J’ai bien sûr cherché à savoir les raisons d’une telle désaffection. Heureusement la grande majorité des maisons d’édition disposent de pages officielles sur Facebook. Les gérants de ces dernières se montrent d’ailleurs particulièrement réactifs pour la plupart. Les quelques-uns auxquels j’ai parlé des sites officiels ont reconnu qu’ils n’étaient effectivement plus mis à jour.

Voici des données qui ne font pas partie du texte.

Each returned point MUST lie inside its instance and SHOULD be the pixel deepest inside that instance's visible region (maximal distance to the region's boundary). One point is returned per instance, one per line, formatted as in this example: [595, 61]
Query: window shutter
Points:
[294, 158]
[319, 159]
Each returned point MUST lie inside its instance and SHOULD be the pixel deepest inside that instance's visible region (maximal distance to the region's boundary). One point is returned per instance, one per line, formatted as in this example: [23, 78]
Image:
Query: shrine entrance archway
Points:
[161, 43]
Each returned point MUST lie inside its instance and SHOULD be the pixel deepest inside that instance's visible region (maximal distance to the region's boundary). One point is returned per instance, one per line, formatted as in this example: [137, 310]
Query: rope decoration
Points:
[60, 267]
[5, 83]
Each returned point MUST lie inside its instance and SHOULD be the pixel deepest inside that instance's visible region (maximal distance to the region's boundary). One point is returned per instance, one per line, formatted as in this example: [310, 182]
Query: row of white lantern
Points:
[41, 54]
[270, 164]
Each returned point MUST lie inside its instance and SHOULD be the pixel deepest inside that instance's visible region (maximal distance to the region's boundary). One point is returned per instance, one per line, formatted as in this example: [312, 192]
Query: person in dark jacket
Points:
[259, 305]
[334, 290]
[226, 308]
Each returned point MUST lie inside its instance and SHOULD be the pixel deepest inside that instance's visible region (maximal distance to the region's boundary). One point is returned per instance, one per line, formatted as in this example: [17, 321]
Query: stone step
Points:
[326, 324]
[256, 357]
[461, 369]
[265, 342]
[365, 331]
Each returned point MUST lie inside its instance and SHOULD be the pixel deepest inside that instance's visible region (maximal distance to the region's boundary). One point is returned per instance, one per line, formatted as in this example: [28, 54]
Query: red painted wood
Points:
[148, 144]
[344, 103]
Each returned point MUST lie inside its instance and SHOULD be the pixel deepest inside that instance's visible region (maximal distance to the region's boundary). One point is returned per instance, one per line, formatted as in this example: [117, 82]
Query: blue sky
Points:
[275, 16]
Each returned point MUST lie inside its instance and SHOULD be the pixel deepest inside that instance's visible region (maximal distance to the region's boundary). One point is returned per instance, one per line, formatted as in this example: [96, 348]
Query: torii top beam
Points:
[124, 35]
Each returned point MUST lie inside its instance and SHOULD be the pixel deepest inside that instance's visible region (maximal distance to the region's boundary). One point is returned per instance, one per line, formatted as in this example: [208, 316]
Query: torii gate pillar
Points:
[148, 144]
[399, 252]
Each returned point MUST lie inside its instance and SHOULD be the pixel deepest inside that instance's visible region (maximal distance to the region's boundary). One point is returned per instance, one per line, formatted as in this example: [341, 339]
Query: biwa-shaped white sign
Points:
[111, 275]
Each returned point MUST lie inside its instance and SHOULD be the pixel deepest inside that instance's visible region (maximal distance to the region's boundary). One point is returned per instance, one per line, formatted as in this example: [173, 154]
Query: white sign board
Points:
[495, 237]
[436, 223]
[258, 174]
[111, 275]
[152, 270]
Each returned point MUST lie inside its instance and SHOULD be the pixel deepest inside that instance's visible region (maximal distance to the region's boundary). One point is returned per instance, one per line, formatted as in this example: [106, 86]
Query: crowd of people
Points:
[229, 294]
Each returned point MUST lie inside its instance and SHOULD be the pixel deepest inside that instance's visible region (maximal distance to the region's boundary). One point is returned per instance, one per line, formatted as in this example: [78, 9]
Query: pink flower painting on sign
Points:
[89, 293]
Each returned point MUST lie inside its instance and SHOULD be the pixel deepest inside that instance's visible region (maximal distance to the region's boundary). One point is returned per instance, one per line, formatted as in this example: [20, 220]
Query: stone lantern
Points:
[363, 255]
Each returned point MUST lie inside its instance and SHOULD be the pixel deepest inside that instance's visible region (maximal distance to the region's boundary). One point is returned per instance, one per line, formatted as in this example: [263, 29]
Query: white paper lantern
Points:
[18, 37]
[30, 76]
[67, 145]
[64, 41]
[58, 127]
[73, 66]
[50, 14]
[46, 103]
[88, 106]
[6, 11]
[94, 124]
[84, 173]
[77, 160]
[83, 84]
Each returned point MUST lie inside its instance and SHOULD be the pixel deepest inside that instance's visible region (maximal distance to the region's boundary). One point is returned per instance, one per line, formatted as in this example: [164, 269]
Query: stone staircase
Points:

Toute la stratégie de communication étant désormais orientée vers les réseaux sociaux, avec des résultats plutôt probants.

-C’est plus facile de toucher les lecteurs via les réseaux sociaux, m’a confié l’un d’entre eux. La plupart des internautes y sont tout le temps. Il est donc bien plus simple d’y publier un contenu appelé à devenir viral que de le faire sur le site officiel qui enregistre nettement moins de visites.

Mon interlocuteur m’a même affirmé que la page Facebook de son employeur est plus simple à trouver que le site. Sur les moteurs de recherche, c’est pourtant le site officiel qui apparaît en premier dans les résultats de recherche. Pourquoi alors continuer à délaisser ces plateformes qui bénéficient d’un référencement plus que correct? Un éditeur rencontré lors d’une dédicace m’a confié que le site lui sert de vitrine. Il permet à ceux qui ne connaîtraient pas sa maison d’édition de trouver facilement des renseignements. Il m’a dans la foulée confirmé que le réseautage était plus efficace sur Facebook.

-Le fait qu’on puisse partager rapidement les publications est un atout. A l’heure actuelle, c’est le meilleur outil de promotion sur le net.

Cet argument se tient. Toutefois, je trouve dommage de payer un hébergement annuel pour un site dont on ne fait rien. Même s’il n’est pas le cœur de cible de la campagne de promotion, pourquoi ne pas au moins y relayer les dernières sorties et tenir a minima les adresses de contact à jour? Pour les auteurs, cette négligence à un effet désastreux sur la présence en ligne. En effet, les réseaux sociaux bénéficient d’un référencement moindre que les sites officiels. Un auteur dont la publication obtient un grand nombre de likes ou de partages est moins mis en avant par les moteurs de recherche que celui qui a un ouvrage référencé sur un site marchand par exemple.

Autre chose d’étrange, l’aspect commercial est purement et simplement négligé sur les sites d’éditeurs ivoiriens. Certains ne disposent même pas d’outils d’achat, d’autres n’affichent pas les prix des ouvrages. Aucune information non plus sur le distributeur ou le diffuseur. Si le but est réellement de se créer une vitrine, pourquoi ne rien y exposer? Dans ces conditions, la question de l’utilité de ces sites officiels se pose. Certains éditeurs ont d’ailleurs choisi de ne pas en posséder. Dommage que les maisons d’éditions locales ne réalisent pas les perspectives qu’une bonne présence en ligne offre aux auteurs et aux parutions.